M17 solution
The expected, fully-commented artifacts for M17's lab. Peek only after you've tried.
| File | What it is |
|---|---|
tiny_lm.py |
A language model trained from scratch in ~50 lines of numpy: char tokenizer, a weight matrix, gradient-descent training (loss drops), and text generation. No GPU, no key. |
nanogpt_mini.py |
A real transformer in miniature (PyTorch): token + position embeddings, causal self-attention, blocks (MLP + residual + layer-norm), training loop, generation. The actual LLM architecture, shrunk. |
Run it
pip install numpy
python tiny_lm.py # trains in ~1s; watch loss drop, see it generate
pip install torch # Python 3.10-3.12 (optional, for the real transformer)

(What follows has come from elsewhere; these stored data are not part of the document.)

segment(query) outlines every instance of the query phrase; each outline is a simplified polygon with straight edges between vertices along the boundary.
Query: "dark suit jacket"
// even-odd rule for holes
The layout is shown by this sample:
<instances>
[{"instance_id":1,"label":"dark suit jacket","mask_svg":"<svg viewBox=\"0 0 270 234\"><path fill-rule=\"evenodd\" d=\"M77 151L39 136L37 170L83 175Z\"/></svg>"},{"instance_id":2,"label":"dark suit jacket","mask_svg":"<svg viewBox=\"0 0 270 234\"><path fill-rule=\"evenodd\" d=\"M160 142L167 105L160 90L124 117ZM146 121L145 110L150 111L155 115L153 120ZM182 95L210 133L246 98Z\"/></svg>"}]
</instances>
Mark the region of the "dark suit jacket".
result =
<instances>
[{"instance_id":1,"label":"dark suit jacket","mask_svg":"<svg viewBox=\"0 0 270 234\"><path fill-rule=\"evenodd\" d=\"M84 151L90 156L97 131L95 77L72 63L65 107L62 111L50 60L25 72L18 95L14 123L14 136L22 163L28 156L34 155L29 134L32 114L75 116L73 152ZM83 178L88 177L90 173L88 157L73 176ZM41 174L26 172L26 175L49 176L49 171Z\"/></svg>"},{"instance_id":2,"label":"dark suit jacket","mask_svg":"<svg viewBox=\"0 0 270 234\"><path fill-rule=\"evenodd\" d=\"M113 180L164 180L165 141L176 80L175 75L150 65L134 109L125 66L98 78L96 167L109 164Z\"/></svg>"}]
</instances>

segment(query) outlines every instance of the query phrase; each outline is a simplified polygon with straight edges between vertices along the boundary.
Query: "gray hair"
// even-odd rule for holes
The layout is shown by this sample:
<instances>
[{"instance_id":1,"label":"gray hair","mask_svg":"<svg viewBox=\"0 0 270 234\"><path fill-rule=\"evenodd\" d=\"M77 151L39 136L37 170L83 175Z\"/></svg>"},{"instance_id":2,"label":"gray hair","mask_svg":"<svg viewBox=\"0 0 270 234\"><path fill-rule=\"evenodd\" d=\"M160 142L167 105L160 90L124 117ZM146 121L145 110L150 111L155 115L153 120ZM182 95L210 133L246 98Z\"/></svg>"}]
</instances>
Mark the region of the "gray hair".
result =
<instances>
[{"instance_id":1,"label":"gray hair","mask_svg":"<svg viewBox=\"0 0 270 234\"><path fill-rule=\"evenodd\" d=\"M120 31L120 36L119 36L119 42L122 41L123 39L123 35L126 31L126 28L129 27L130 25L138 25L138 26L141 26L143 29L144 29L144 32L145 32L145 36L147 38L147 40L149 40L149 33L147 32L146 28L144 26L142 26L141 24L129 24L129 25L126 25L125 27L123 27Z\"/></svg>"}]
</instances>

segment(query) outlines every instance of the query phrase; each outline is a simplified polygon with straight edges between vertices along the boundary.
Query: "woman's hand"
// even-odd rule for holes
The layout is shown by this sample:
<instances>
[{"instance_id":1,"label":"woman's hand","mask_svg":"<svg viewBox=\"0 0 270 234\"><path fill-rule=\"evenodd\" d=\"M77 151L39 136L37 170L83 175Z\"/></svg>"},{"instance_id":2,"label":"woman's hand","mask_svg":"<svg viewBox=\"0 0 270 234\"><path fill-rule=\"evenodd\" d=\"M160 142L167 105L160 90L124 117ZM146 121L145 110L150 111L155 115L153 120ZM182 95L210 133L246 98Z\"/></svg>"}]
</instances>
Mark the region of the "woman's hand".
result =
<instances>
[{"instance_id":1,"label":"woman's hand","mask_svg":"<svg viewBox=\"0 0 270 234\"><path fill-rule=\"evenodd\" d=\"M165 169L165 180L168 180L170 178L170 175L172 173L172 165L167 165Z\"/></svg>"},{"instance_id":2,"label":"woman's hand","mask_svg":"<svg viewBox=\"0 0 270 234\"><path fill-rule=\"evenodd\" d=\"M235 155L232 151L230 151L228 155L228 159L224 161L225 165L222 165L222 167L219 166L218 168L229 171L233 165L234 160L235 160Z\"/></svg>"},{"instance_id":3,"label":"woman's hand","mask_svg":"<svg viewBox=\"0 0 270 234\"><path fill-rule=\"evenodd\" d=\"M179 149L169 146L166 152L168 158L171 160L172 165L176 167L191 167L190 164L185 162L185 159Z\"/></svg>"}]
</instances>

python nanogpt_mini.py # trains a tiny GPT in ~a minute on CPU
How this was verified
tiny_lm.pytrained and run for real (numpy 2.4.x, Python 3): loss dropped 2.197 → 0.507 and it generated text echoing the training data's patterns. The starter (train_your_text.py) likewise trains and generates.nanogpt_mini.pyis syntax-verified (compiles) and follows standard transformer structure (token/position embeddings, causal-masked multi-head attention, MLP blocks with residuals + layer-norm, cross-entropy training, sampling generation). torch has no wheel for the sandbox's Python 3.14, so training it must be piloted on Python 3.10-3.12 (runs on CPU in ~a minute).
No API key or network is used anywhere in M17, it's pure local training. This is the course's one "how models are built" deep-dive; the engineer's job is the other 16 modules (building with models).